Video Trajectories, an exhibition presented in the MIT List Center’s Bakalar Gallery, was organized by MIT Professor Caroline A. Jones (October 12-December 30, 2007). Selections from these works—considered masterworks from video art history—are being presented to a broader public on The Media Test Wall. Bruce Nauman’s Slow Angle Walk (Beckett Walk), 1968 is the first presentation in a five-part exhibition series. Other subsequent works that will be featured are: Dara Birnbaum, Technology/Transformation: Wonder Woman, 1978-79, (October 13-November 14); Bill Viola, The Space Between the Teeth, 1976, (November 17-January 2); Nam June Paik,Video Synthesizer and “TV Cello” Collectibles, 1965-71 (January 5-January 30); and Gary Hill, Soundings, 1979, (February 2-March 6).
Video is used as a medium by different kinds of artists. All the video artworks in this series were made by artists coming out of theater or dance communities, Conceptual art, Minimalism, performance art, sculpture, sound engineering, and avant-garde music. Some focused on the strange new medium of video itself. Like audiotape, videotape could be recorded, played back, and re-recorded almost instantly. Like photography and film, it faithfully (if electronically) represented anything put in front of it. But unlike film, there was nothing to “see” on the tape itself—it was dependent on the electronic apparatus to be scanned and seen. Moreover, video art was born in the context of a fully commercialized mass medium—television.

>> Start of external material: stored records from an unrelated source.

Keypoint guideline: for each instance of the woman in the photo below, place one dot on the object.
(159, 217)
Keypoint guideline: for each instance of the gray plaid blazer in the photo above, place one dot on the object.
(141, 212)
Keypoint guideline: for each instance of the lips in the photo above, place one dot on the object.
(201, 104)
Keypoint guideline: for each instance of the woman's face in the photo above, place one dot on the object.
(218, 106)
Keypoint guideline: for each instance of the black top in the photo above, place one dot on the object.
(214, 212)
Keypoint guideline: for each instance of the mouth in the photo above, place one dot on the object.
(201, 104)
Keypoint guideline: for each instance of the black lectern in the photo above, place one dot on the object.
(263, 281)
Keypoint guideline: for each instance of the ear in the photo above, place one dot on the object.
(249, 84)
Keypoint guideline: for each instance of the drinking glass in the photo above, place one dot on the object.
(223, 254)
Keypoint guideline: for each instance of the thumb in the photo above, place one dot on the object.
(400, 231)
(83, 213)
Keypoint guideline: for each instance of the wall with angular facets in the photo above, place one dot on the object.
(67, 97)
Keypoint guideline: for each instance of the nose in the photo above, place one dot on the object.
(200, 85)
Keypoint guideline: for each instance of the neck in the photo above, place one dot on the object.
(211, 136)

Particularly in the U.S., early video artists crafted their tapes with a strongly dialectical eye on “the boob tube.” Above all, artists of the 1970s wanted television viewers to wake up to the media world in which they were already living, and to develop an active rather than passive relationship to the medium. Artists working with early video technology attempted to intervene in the intimate psychological relationship that could develop between the average person and his or her television set. Later in the 1980s, home video systems gave every family of means the ability to “be on T.V.” but by the 1990s the intimate phase of video art’s history was over. Video became increasingly spectacular and it has evolved into present day technologies that allow the projection of high-resolution signals onto a screen, a wall, or the vaulted ceiling of a Renaissance church. Video Trajectories stays with pre-spectacular video, allowing earlier phases of the medium’s surprising infancy to come into view.
For Bruce Nauman, the video camera is an indispensable studio tool and witness. Barely edited, a characteristic Nauman tape from the late 1960s shows the artist laconically following some absurd set of directions for an extended amount of time within the vague purview of a video camera mounted at a seemingly random angle in relation to the action. Slow Angle Walk is a classic of the genre, reflecting the artist’s interest in Irish playwright Samuel Beckett, whose characters announce, “Let’s go!” while the stage directions say, “No one moves.”
Excerpted from “Video Trajectories” by Caroline A. Jones, as published in Sounding the Subject/Video Trajectories, Cambridge: MIT List Visual Arts Center, 2007.
About the Artist:
Bruce Nauman (born in Fort Wayne, Indiana, 1941) lives and works in Galisteo, New Mexico. Working in video, sculpture, and installation since the 1960s, Bruce Nauman began working in film while teaching at the San Francisco Art Institute. He produced his first videotapes in 1968, using his body to explore the limits of everyday situations. He has participated in Documentas IV, V, and VII in Kassel, Germany, as well as the Whitney Biennials, Whitney Museum of American Art, New York, New York in 1984, 1991, and 1997. Solo exhibitions include Bruce Nauman: Work from 1965 to 1972, organized by the Los Angeles County Museum of Art, Los Angeles, California, and the Whitney Museum of American Art, New York, New York (1981), and Bruce Nauman, a traveling retrospective organized by the Walker Art Center, Minneapolis, Minnesota, and the Hirshhorn Museum, Washington, D.C. (1997–99). He has received a National Endowment for the Arts Fellowship (1968); the Max Beckmann Prize, Frankfurt-am-Main, Germany (1993); and the Aldrich Prize, Aldrich Museum, Ridgefield, Connecticut (1995). He was awarded the Leone d’Oro Prize at the 48th Biennale di Venezia, Venice, Italy in 1999.